ANNALS OF COMMUNITARIAN CONSERVATISM, CONT. You may recall that last weekend David Brooks told his readers how Rod Dreher had moved back to his old homestead because small-town folks are so nice, and invited them to check out Dreher's "communitarian conservatism" (i.e., the scam formerly known as Crunchy Conservatism) at his blog at The American Conservative.

I wonder how those who took Brooks' invitation enjoyed this heartwarming recent post in which Dreher commiserates with an understandably anonymous doctor about what leeches the poor are:
["Dr. Smith"] said that many of the patients he sees “are people who are poor because they just don’t want to work. They’ve never had a job and they never will have a job. They’re fine with that.” 
He said that the general public has no idea how much money is wasted on medical fraud and abuse by members of the underclass, and on treating people who have no intention of being anything other than dependents on the state, and who will demand treatment “if they as much as stub their toe” because they don’t have to pay for it...

The observable common behavior [of the poor] is so strange, irresponsible, and wholly dysfunctional that it’s hard to relate it to any norms we recognize as healthy, or even sane. But one is not permitted to say things like this out loud, or one will be accused of heartlessness, and worse.
Yet here's Dreher saying it out loud; what a brave fellow! Be nice to him, now, he just lost his sister.

It's been a while since I read the Bible. Was this Jesus guy Dreher claims to worship as big an asshole as he is?

UPDATE. Some commenters observe that Dreher, like his intellectual forebears, distinguishes between the "deserving poor" and the "undeserving poor." Slocum observes, "The Christian conservative thing to do would be to throw some money down on the ground and get a good ole bumfight going. That's how we see who deserves what."

Commenter g asks, "If you 'as much as stub your toe' and get treatment, the doctor gets the payment, not the patient. What motivation would the patient have to get treatment if he doesn't need it? Aren't most perpetrators of Medicaid fraud the medical professionals, not the patients?"

Medicare and Medicaid frauds do indeed enrich unscrupulous doctors, pharmacists, and health care professionals -- like these charming HMO execs I wrote about elsewhere, who are charged with shunting their sicker, less profitable customers off to hospices, from which they allegedly received kickbacks.

The Obama Administration has been working hard to cut medical fraud. But that's not the solution Christians would prefer; rather than crack down on the industrious capitalists who cheat the system, they'd prefer to throw poor people whom they suspect of malingering out of hospitals.
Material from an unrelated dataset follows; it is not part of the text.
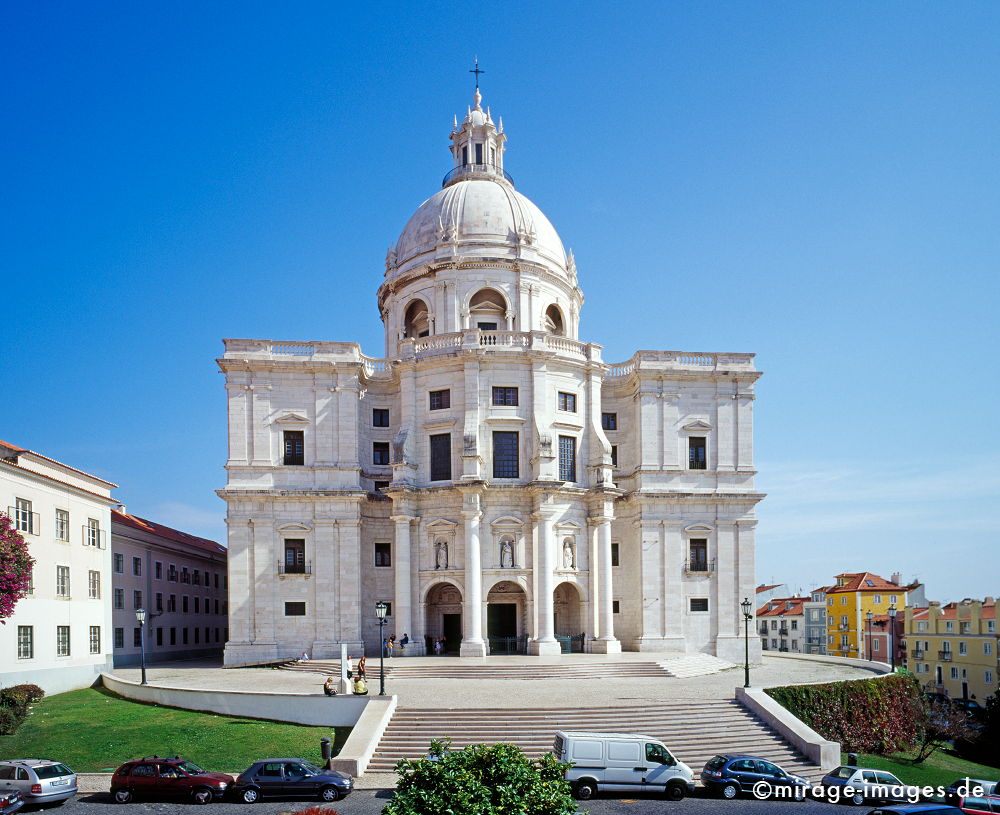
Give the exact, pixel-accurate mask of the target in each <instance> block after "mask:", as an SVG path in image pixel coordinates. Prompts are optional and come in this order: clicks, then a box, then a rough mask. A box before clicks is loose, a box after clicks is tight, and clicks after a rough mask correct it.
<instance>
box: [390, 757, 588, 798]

They seem to believe that, like hippies, the poors fuck up the system out of sheer malevolence, not from any rational cause.

UPDATE 2. You know, I really shouldn't blame Dreherism on Christians. Many evangelicals support government services to the poor, and there's no reason to assume that all Jesus people share Dreher's way of looking at things. It's easy to be misled by the very visible public perches occupied by retributive Christians, and thus perpetuate the feedback loop that associates ordinary followers of Christ with religious hucksters.